Amy Lynn Bradley was on vacation with her parents and brother on the Royal Caribbean International cruise line ship Rhapsody of the Seas when she disappeared on March 24, 1998.
The ship was making its way through the Caribbean Sea when the 23-year-old vanished. Before she went missing, Amy was out socializing at the cruise’s disco with her brother, other passengers and a live band, Blue Orchid. One of the band’s member’s, Alister Douglas, known as Yellow, said he and Amy partied together, but that they said goodnight around 1 a.m.
Between 5:15 and 5:30 am, Amy’s father, Ron said he saw his daughter asleep on the cabin balcony. When he got up at 6 a.m, she was no longer there. She reportedly left behind her shoes, but took a lighter and her cigarettes. Her father said it was very unlike her to leave without telling anyone where she was going.
Her brother Brad was the last family member to speak to her, when he said bye to her before going to sleep the night before. “Myself and my parents have had to endure a lot of sadness, but the last thing that I ever said to Amy was, “I love you,” before I went to sleep that night. Knowing that that’s the last thing I said to her has always been very comforting to me,” Brad said.

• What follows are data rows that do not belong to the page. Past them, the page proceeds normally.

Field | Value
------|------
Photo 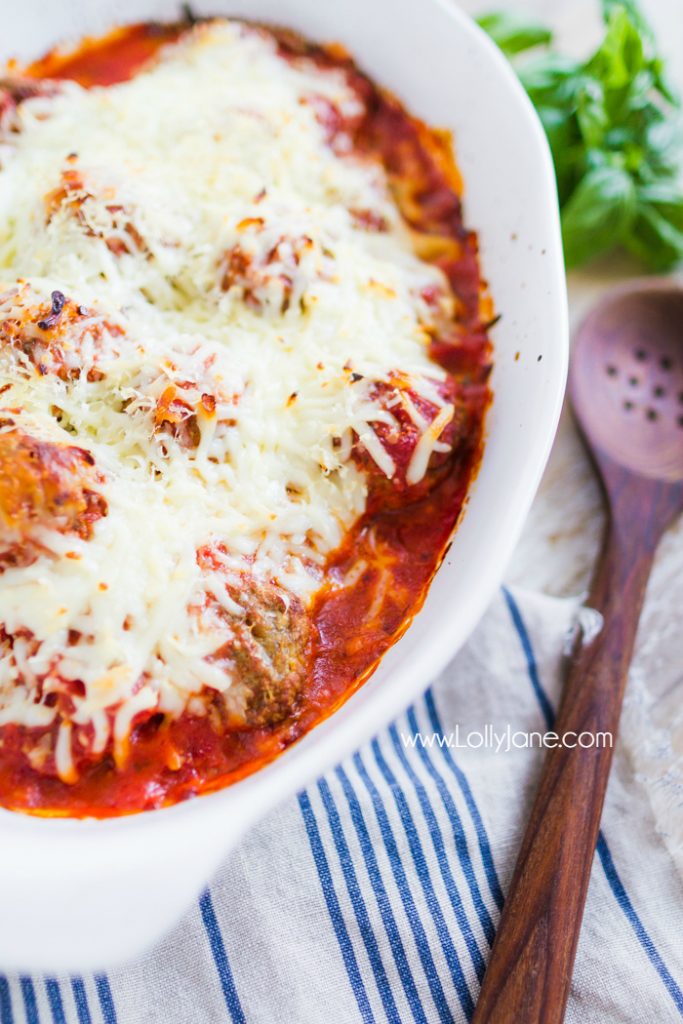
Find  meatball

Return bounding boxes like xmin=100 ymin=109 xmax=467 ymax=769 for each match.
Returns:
xmin=0 ymin=419 xmax=106 ymax=567
xmin=200 ymin=573 xmax=311 ymax=728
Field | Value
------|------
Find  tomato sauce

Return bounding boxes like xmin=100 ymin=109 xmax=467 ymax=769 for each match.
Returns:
xmin=0 ymin=25 xmax=492 ymax=817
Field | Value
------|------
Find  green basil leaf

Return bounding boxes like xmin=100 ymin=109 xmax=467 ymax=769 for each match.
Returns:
xmin=477 ymin=10 xmax=553 ymax=56
xmin=586 ymin=4 xmax=646 ymax=92
xmin=577 ymin=79 xmax=609 ymax=148
xmin=624 ymin=202 xmax=683 ymax=273
xmin=562 ymin=166 xmax=636 ymax=267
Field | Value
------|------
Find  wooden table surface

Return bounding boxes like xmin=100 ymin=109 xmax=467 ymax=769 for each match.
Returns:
xmin=461 ymin=0 xmax=683 ymax=873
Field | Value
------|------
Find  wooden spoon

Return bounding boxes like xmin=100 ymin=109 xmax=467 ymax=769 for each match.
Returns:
xmin=473 ymin=280 xmax=683 ymax=1024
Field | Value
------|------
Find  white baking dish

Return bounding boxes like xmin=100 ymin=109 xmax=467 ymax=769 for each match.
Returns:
xmin=0 ymin=0 xmax=567 ymax=971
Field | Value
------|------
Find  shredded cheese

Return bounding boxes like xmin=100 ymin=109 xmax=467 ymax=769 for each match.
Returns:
xmin=0 ymin=22 xmax=453 ymax=781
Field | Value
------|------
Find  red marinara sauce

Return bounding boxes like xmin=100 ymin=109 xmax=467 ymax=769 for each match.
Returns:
xmin=0 ymin=24 xmax=493 ymax=817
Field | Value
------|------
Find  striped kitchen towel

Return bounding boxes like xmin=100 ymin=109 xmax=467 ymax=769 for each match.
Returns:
xmin=0 ymin=591 xmax=683 ymax=1024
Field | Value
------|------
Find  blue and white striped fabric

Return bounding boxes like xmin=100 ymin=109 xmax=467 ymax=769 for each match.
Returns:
xmin=0 ymin=591 xmax=683 ymax=1024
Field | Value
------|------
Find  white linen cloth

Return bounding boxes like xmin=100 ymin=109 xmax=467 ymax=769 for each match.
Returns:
xmin=0 ymin=591 xmax=683 ymax=1024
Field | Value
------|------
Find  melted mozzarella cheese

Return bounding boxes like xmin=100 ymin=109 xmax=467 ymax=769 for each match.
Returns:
xmin=0 ymin=23 xmax=453 ymax=779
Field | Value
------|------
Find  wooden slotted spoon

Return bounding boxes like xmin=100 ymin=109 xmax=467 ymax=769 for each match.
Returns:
xmin=473 ymin=280 xmax=683 ymax=1024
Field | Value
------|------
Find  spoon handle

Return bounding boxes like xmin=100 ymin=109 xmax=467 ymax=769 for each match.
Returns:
xmin=473 ymin=520 xmax=654 ymax=1024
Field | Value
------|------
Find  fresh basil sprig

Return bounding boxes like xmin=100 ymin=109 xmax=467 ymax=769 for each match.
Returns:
xmin=479 ymin=0 xmax=683 ymax=271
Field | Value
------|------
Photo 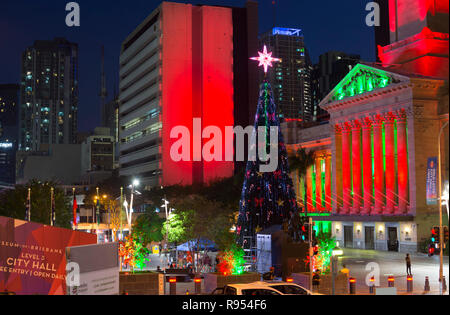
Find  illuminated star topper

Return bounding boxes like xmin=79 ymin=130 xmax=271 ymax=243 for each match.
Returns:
xmin=250 ymin=45 xmax=281 ymax=73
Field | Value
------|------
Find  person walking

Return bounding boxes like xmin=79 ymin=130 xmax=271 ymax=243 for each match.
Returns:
xmin=313 ymin=270 xmax=320 ymax=291
xmin=405 ymin=254 xmax=412 ymax=276
xmin=341 ymin=265 xmax=350 ymax=276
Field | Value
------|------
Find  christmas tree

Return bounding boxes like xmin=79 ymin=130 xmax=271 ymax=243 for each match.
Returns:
xmin=236 ymin=47 xmax=302 ymax=246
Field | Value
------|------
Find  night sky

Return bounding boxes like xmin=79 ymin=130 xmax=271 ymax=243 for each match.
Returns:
xmin=0 ymin=0 xmax=375 ymax=131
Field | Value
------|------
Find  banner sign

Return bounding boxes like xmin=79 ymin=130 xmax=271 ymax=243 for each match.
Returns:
xmin=66 ymin=243 xmax=120 ymax=295
xmin=427 ymin=157 xmax=439 ymax=206
xmin=0 ymin=217 xmax=97 ymax=295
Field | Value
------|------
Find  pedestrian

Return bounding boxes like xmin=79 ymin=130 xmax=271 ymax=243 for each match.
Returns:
xmin=313 ymin=270 xmax=320 ymax=291
xmin=405 ymin=254 xmax=412 ymax=276
xmin=341 ymin=265 xmax=350 ymax=276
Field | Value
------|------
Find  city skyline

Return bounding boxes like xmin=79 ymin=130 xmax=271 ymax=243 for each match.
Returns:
xmin=0 ymin=0 xmax=375 ymax=131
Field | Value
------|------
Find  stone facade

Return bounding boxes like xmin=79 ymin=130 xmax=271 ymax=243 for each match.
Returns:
xmin=284 ymin=64 xmax=448 ymax=252
xmin=204 ymin=273 xmax=261 ymax=294
xmin=119 ymin=272 xmax=165 ymax=295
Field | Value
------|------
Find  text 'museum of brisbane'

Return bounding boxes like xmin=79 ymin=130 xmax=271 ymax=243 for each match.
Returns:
xmin=284 ymin=0 xmax=449 ymax=252
xmin=119 ymin=1 xmax=258 ymax=190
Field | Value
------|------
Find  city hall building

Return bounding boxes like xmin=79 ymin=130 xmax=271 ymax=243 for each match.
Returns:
xmin=283 ymin=0 xmax=449 ymax=252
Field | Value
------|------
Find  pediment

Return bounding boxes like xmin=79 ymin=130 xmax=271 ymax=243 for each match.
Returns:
xmin=319 ymin=64 xmax=410 ymax=106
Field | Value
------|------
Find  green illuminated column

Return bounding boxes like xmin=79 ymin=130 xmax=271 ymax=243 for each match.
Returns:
xmin=352 ymin=120 xmax=362 ymax=214
xmin=384 ymin=113 xmax=396 ymax=214
xmin=397 ymin=111 xmax=409 ymax=214
xmin=325 ymin=154 xmax=333 ymax=212
xmin=316 ymin=157 xmax=323 ymax=212
xmin=362 ymin=118 xmax=373 ymax=214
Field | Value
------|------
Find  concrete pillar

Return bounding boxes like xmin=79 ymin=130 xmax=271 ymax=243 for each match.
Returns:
xmin=352 ymin=120 xmax=362 ymax=214
xmin=373 ymin=116 xmax=384 ymax=214
xmin=384 ymin=113 xmax=396 ymax=214
xmin=342 ymin=123 xmax=352 ymax=214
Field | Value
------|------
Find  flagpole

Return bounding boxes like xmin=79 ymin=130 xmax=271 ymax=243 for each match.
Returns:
xmin=26 ymin=188 xmax=31 ymax=222
xmin=72 ymin=187 xmax=77 ymax=231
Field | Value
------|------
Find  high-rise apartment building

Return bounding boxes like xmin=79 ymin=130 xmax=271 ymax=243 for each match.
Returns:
xmin=260 ymin=27 xmax=313 ymax=121
xmin=19 ymin=38 xmax=78 ymax=151
xmin=119 ymin=1 xmax=258 ymax=188
xmin=0 ymin=84 xmax=19 ymax=185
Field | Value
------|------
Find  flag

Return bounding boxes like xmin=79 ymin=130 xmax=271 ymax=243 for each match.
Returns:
xmin=25 ymin=188 xmax=31 ymax=222
xmin=72 ymin=194 xmax=78 ymax=226
xmin=96 ymin=199 xmax=100 ymax=225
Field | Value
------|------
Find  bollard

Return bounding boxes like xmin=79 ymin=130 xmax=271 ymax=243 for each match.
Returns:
xmin=369 ymin=277 xmax=375 ymax=294
xmin=406 ymin=276 xmax=414 ymax=292
xmin=388 ymin=276 xmax=395 ymax=288
xmin=194 ymin=278 xmax=202 ymax=295
xmin=169 ymin=278 xmax=177 ymax=295
xmin=424 ymin=277 xmax=431 ymax=292
xmin=348 ymin=278 xmax=356 ymax=294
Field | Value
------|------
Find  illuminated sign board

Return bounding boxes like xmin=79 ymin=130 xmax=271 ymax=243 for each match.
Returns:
xmin=0 ymin=142 xmax=12 ymax=149
xmin=273 ymin=27 xmax=302 ymax=36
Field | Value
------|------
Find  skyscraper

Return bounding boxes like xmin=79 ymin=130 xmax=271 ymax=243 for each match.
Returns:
xmin=19 ymin=38 xmax=78 ymax=151
xmin=0 ymin=84 xmax=19 ymax=185
xmin=119 ymin=1 xmax=258 ymax=188
xmin=260 ymin=27 xmax=313 ymax=121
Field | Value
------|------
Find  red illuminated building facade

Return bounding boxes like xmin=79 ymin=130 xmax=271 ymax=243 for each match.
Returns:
xmin=119 ymin=1 xmax=258 ymax=188
xmin=284 ymin=0 xmax=449 ymax=252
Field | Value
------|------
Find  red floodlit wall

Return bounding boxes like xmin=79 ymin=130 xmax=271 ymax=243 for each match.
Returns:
xmin=0 ymin=217 xmax=97 ymax=295
xmin=162 ymin=2 xmax=234 ymax=186
xmin=389 ymin=0 xmax=449 ymax=43
xmin=202 ymin=6 xmax=236 ymax=183
xmin=162 ymin=2 xmax=192 ymax=186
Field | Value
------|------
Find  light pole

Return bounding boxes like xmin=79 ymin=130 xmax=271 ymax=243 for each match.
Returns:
xmin=161 ymin=195 xmax=170 ymax=262
xmin=438 ymin=120 xmax=448 ymax=295
xmin=127 ymin=179 xmax=140 ymax=235
xmin=119 ymin=187 xmax=123 ymax=240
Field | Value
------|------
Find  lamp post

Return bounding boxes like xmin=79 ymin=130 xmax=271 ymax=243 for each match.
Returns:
xmin=438 ymin=120 xmax=448 ymax=295
xmin=161 ymin=195 xmax=172 ymax=262
xmin=438 ymin=120 xmax=448 ymax=295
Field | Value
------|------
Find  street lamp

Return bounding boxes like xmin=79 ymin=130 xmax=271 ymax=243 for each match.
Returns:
xmin=127 ymin=179 xmax=140 ymax=234
xmin=331 ymin=246 xmax=344 ymax=295
xmin=438 ymin=120 xmax=449 ymax=295
xmin=441 ymin=181 xmax=449 ymax=218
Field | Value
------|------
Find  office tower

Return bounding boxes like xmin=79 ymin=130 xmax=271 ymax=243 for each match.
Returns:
xmin=0 ymin=84 xmax=19 ymax=185
xmin=260 ymin=27 xmax=313 ymax=122
xmin=119 ymin=1 xmax=258 ymax=188
xmin=19 ymin=38 xmax=78 ymax=151
xmin=374 ymin=0 xmax=390 ymax=62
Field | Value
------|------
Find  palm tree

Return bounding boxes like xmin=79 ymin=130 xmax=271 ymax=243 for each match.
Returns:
xmin=289 ymin=147 xmax=316 ymax=210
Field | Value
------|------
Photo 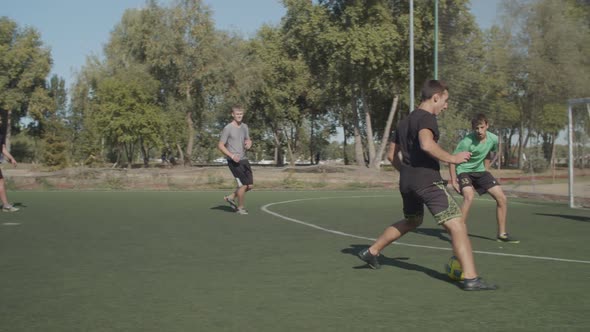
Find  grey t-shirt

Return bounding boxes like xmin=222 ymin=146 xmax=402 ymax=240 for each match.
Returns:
xmin=219 ymin=122 xmax=250 ymax=160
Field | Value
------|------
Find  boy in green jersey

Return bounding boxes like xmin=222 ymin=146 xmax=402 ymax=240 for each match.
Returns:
xmin=449 ymin=114 xmax=520 ymax=243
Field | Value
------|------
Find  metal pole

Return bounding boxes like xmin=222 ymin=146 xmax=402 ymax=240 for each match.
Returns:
xmin=434 ymin=0 xmax=438 ymax=80
xmin=410 ymin=0 xmax=414 ymax=112
xmin=567 ymin=104 xmax=574 ymax=208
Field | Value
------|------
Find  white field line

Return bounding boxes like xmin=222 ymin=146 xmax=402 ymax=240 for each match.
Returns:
xmin=260 ymin=195 xmax=590 ymax=264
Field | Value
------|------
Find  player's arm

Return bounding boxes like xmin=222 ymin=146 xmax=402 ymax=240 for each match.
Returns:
xmin=217 ymin=141 xmax=240 ymax=163
xmin=483 ymin=152 xmax=495 ymax=171
xmin=244 ymin=127 xmax=252 ymax=150
xmin=418 ymin=129 xmax=471 ymax=164
xmin=2 ymin=144 xmax=16 ymax=167
xmin=387 ymin=142 xmax=402 ymax=172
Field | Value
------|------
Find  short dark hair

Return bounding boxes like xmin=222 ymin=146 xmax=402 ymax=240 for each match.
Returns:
xmin=420 ymin=80 xmax=449 ymax=101
xmin=231 ymin=104 xmax=244 ymax=113
xmin=471 ymin=113 xmax=488 ymax=128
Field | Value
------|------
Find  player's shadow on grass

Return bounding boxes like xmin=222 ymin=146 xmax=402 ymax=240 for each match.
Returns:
xmin=340 ymin=244 xmax=458 ymax=287
xmin=414 ymin=228 xmax=496 ymax=243
xmin=211 ymin=205 xmax=236 ymax=213
xmin=535 ymin=213 xmax=590 ymax=222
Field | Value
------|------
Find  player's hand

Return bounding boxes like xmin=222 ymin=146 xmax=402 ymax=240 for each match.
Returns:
xmin=453 ymin=151 xmax=471 ymax=164
xmin=451 ymin=179 xmax=461 ymax=194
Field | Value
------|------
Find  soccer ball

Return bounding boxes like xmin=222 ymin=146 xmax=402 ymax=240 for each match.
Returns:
xmin=445 ymin=256 xmax=463 ymax=281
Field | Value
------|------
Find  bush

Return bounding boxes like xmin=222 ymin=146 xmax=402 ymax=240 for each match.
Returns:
xmin=522 ymin=156 xmax=549 ymax=173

The crew reportedly refused the family’s pleas to keep the ship away from the dock to prevent any potential kidnapper from carrying Amy to land. The cruise did not page for the missing woman until the cruise had docked in Curaçao and after many passengers already exited the ship. Investigators said there was no evidence that Amy, a trained lifeguard, fell overboard.
Before her disappearance, her parents claimed the cruise crew was giving her “special attention.” That led them to believe she was possibly kidnapped and sold into sex slavery.
Two Canadian tourists reported seeing a woman that looked like Amy on a beach in Curaçao in 1998. The woman they spotted had tattoos that reportedly matched Amy’s: a Tasmanian Devil spinning a basketball on her shoulder, a sun on her lower back, a Chinese symbol located on her right ankle and a gecko lizard on her navel.
A member of the Navy claimed he spotted Amy in a brothel in 1999. He said she told him that "her name was Amy Bradley and [she] begged him for help." That woman said she was not allowed to leave the brothel.
A photograph that appears to be Amy Lynn in her underwear was sent to the Bradley family via email in 2005. The image was spotted and sent to the family by a member of an organization that tracks down potential sex trafficking victims on adult websites.
The FBI has offered a reward of $25,000 for information leading to the resolution of this case.